ACI and Network NDR

Michael Bartholomæussen · ‎12-03-2021

Hi

Our security team is asking if it's possible to deploy a NDR solution in our datacenter fabric to ingest "all traffic" for analysis.

All they're asking is to SPAN all traffic on each Leaf switch into the NDR device. I've made it clear that they can't capture all traffic alone by spanning the leaf switches, due to inter-chassis traffic on the hypervisor (UCS + ESXi).

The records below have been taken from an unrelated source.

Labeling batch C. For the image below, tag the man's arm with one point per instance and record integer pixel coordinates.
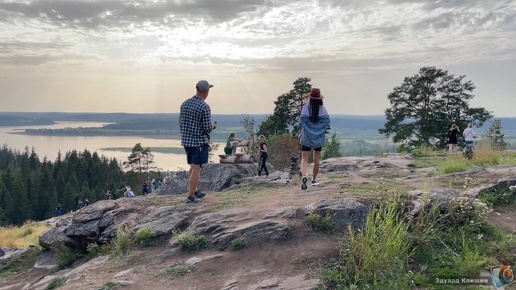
(206, 125)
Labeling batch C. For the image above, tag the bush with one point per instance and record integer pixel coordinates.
(320, 224)
(56, 282)
(377, 255)
(145, 237)
(424, 151)
(176, 270)
(239, 243)
(455, 165)
(191, 242)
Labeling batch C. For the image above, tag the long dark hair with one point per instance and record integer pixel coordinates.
(313, 109)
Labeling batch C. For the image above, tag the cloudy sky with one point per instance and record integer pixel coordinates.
(146, 55)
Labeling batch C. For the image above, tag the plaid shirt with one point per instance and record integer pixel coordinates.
(195, 122)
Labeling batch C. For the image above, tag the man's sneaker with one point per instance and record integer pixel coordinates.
(304, 180)
(199, 194)
(191, 199)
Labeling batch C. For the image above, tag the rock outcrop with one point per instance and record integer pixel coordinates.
(214, 177)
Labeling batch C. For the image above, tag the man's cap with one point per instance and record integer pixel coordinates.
(203, 85)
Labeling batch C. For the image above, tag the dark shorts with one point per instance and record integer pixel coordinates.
(304, 148)
(197, 155)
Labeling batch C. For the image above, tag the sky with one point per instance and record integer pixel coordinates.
(145, 56)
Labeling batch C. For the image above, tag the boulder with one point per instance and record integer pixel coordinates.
(162, 221)
(216, 177)
(54, 238)
(89, 223)
(13, 254)
(344, 212)
(224, 227)
(176, 186)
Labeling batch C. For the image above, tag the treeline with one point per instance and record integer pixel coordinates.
(30, 188)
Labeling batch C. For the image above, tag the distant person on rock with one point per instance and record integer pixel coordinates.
(167, 177)
(145, 189)
(195, 127)
(453, 139)
(263, 157)
(58, 209)
(469, 137)
(231, 143)
(314, 122)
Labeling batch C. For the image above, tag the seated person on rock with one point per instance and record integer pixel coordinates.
(233, 142)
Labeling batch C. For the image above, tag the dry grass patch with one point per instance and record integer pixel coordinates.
(21, 237)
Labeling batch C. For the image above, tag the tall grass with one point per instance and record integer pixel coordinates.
(376, 256)
(21, 237)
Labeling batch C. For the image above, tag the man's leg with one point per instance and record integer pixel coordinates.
(194, 175)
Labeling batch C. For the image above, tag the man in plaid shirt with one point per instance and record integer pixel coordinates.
(195, 127)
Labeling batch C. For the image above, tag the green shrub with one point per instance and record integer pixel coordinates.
(176, 270)
(377, 255)
(145, 237)
(424, 151)
(191, 242)
(55, 283)
(455, 165)
(318, 223)
(239, 243)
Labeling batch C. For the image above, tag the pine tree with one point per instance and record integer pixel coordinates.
(332, 148)
(495, 136)
(21, 203)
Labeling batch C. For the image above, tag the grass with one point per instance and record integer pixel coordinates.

I've done SPAN sessions before on specific links, like firewall transit links and core<->dist links for a limited time for troubleshooting. But spanning the entire ACI fabric seems at first like a bad idea, also I can't find any way to estimate how much traffic is flowing through the switches, expect interface stats. If we're going to saturate the SPAN destinations, I guess It's pointless due to packet drops on the interface, when the NDR device requires the entire payload of the packets.

Googling did help me much, so I'm hoping to find some help on the forum.

Cheers!

Robert Burns · ‎12-03-2021

SPAN is ideal for troubleshooting specific flows, but I wouldn't suggest it for a '24/7 Traffic Analysis' implementation. If this is what security is looking for then I'd suggest taking a look at Nexus Data Broker, which essentially configures a TAP switch and ACI to grab copies of all the traffic for external monitoring/analysis.

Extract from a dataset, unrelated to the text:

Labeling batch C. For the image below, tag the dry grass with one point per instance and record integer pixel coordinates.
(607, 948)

https://www.cisco.com/c/en/us/products/cloud-systems-management/nexus-data-broker/index.html

https://www.youtube.com/watch?v=VfhRROskrng

Robert

Michael Bartholomæussen · ‎12-06-2021

Hi Rob,

It seems that NBR is targeted at specific ports and flows, not the entire switch thus pulling every packet to the NDB or in my case the NDR box. I'm still unclear how a forever running SPAN on the entire switch will impact performance, since SPAN wasn't designed for the job.

Also I'm still not able to get insights into how much traffic actually flows through a switch on a daily basis.